Même si on ne le fait pas pour les mêmes raisons, et peut-être pas de la même façon, dans les deux approches, on gagne en qualité et en puissance quand les propositions sont validées. Les (bons) MJ assurent naturellement ce ping-pong, que ce soit en reformulant ce qu’a dit la joueuse, en enrichissant la description, en faisant réagir le décor ou les figurants à ce qui se joue, ou en validant d’un ok, ou ça va, ou très bien en meta… Alors que les joueuses le font beaucoup plus rarement, même dans des jeux sans MJ.

De mon côté, je sais que je pratique énormément le hochement de tête (qui ne passe pas si bien sur hangout, soyons honnêtes) et le commentaire meta. Mais j’aimerais arriver à assurer ce ping-pong aussi dans la fiction, comme certains Best Gamers Number One que je fréquente.

Bref, jouer l’impact s’apparente pour moi à cette validation : je termine le mouvement amorcé par l’autre joueuse.
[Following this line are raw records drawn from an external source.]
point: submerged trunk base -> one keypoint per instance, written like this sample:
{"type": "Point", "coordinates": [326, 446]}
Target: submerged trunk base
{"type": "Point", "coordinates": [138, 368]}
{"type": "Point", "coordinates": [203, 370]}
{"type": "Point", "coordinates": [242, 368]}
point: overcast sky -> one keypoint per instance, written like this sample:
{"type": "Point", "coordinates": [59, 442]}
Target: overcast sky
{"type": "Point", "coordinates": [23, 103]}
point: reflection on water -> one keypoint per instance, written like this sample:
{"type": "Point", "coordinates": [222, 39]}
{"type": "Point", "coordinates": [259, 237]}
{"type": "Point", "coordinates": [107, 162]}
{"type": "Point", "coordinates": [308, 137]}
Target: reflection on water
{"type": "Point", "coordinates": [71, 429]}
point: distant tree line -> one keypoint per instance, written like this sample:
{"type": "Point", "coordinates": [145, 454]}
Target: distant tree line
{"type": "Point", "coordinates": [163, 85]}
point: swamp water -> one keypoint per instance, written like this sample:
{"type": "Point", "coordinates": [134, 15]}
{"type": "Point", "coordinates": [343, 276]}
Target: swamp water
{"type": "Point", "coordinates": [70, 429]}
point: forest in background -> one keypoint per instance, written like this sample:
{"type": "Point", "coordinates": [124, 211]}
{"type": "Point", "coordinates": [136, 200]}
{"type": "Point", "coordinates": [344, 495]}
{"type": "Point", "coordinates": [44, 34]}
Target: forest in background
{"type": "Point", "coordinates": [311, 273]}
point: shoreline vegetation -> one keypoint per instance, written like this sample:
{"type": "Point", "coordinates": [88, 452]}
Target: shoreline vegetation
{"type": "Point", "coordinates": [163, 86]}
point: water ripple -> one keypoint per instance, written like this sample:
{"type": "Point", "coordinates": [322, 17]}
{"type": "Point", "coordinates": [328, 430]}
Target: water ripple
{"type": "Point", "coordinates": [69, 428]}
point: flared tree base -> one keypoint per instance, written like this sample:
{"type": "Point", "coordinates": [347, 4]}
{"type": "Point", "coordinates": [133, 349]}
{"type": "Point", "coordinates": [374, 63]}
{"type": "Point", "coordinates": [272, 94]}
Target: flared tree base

En termes grammaticaux, en jouant l’impact je crois que je conclus la phrase commencée par l’autre joueuse ou meneuse.

 

2. Character versus character

Cette validation, notamment en jouant l’impact, c’est aussi une façon de signaler ok on joue ça à l’autre joueuse ou MJ. Et cela m’est très précieux pour les conflits entre personnages, qu’ils soient physiques ou psychologiques.
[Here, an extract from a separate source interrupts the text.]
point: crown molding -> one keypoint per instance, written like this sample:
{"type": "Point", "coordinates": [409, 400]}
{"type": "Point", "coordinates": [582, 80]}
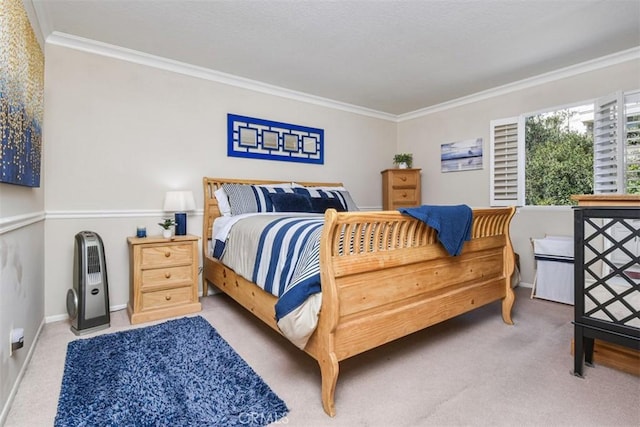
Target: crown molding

Je me rends compte que je suis assez mal à l’aise avec le PvP (player versus player) alors que j’adore le CvC (character versus character). La différence que je fais entre les deux modes, c’est que tant que nous restons dans le roleplay, la pure fiction, il est évident pour moi qu’il ne s’agit que d’une mise en scène à laquelle nous contribuons à deux (ou plus). L’autre joueuse peut réagir comme elle le souhaite à l’agression que produit mon PJ. C’est elle qui choisit l’impact que l’agression produit sur son PJ.
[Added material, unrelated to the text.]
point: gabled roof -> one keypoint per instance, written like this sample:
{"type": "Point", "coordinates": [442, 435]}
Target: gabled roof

Si on en vient aux dés, ce sont eux qui valident l’agression, pas la joueuse impliquée. Personnellement, je considère que je ne peux plus savoir si elle est ok pour mettre ça en scène ou pas. Et on en arrive au PvP tel que je le conçois, c’est-à-dire utiliser le système pour contraindre une autre joueuse à accepter ma proposition alors qu’elle y résiste. Autant ça ne me gène pas trop de le subir, autant je suis très mal à l’aise quand c’est moi qui dois lancer les dés.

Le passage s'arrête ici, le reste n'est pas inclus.